# I found this interesting, ebay.



## Treehugnhuntr (Sep 7, 2007)

I was listing a few hunts on ebay and found this interesting.
Attention Sellers:

 Alert
Before completing your listing for hunting or fishing trips, make sure you don't include pictures of dead animals because they're prohibited on eBay. Listings for canned hunts (usually hunts that involve animals that are fenced in) are also not permitted.

Make sure your listing follows these guidelines. If it doesn't, it may be removed, and your buying and selling privileges could be restricted.

For more details, see our animals and wildlife products policy.


----------



## GaryFish (Sep 7, 2007)

Well, I guess that is their option for doing business. I don't agree with this position, but it is certainly their deal if they want to go there.


----------



## Renegade (Sep 11, 2007)

It's a private business so they have that right, just like the guy who owns the property has the right to run a high-fence hunting operation.

I did look at the first page of hunts on ebay though, most are high fence ops, one of the top 3 or 4 had the **** fence in the picture.


----------



## wyogoob (Sep 7, 2007)

Renegade said:


> It's a private business so they have that right, just like the guy who owns the property has the right to run a high-fence hunting operation.
> 
> I did look at the first page of hunts on ebay though, most are high fence ops, one of the top 3 or 4 had the **** fence in the picture.


Some states forbid high-fence hunting operations.

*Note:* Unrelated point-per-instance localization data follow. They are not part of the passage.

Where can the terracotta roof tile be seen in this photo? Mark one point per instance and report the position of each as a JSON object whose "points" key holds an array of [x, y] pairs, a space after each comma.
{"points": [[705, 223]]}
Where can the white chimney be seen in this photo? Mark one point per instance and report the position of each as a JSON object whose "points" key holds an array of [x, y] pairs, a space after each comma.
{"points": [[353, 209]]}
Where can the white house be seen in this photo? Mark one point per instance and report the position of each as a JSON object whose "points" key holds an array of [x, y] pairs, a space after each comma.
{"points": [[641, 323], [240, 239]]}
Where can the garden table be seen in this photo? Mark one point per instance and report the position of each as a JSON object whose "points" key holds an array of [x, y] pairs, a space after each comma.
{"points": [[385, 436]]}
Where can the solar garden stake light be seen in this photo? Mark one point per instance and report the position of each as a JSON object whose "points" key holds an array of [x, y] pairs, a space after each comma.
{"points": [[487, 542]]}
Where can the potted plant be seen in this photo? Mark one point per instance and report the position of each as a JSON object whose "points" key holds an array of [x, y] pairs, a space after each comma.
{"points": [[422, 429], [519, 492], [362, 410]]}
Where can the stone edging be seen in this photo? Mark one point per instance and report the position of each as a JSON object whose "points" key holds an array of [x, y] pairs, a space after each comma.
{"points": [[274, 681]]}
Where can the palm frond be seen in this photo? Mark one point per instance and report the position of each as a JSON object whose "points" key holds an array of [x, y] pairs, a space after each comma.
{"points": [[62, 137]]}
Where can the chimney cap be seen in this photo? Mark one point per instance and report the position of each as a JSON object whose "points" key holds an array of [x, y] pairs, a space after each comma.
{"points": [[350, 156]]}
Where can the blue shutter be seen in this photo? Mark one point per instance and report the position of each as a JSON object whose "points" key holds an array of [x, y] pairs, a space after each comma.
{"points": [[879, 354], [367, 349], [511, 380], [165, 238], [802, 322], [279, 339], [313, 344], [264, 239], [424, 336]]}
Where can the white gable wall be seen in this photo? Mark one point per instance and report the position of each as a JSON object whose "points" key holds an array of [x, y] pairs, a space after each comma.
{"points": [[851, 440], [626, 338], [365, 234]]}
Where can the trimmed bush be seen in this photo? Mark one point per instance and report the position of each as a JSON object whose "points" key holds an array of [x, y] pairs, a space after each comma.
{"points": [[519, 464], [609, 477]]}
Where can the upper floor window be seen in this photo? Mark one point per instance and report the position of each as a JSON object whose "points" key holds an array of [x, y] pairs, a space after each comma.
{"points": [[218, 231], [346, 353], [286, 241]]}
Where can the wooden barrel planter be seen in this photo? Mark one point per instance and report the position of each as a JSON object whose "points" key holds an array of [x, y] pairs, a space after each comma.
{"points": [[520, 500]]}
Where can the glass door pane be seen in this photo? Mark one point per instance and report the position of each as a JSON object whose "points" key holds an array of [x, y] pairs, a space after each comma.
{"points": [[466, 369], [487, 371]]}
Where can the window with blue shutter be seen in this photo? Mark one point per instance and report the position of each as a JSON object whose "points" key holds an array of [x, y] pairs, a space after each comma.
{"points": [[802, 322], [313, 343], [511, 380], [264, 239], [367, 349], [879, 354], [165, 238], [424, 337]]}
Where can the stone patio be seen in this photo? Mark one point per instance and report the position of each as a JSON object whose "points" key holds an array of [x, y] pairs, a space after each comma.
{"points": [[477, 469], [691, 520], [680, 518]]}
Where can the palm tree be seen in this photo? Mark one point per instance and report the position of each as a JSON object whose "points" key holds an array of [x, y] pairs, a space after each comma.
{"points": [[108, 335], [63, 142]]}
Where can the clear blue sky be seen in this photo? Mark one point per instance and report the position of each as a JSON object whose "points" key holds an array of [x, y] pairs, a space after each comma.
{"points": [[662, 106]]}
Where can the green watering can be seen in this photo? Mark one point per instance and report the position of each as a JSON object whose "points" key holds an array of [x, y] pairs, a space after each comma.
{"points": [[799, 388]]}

The state's claim is that they own the wildlife.

Wyoming is an example. The Cambell Soup guy started a high-fence game farm up around Gillette WY and got shut down by the WY Game & Fish and the county sheriffs dept. He fought it and eventually took the issue all the way to the US Supreme Court and lost the case.

Note that Wyoming does have *one* high fence operation: the NX Bar Ranch. It has two high fences, one of which is on the Montana border. Their operation (business) was started before the WY Game & Fish was chartered. Teddy Roosevelt hunted the ranch the ranch. One of my close friends is the range manager and lead guide on NX Bar.


----------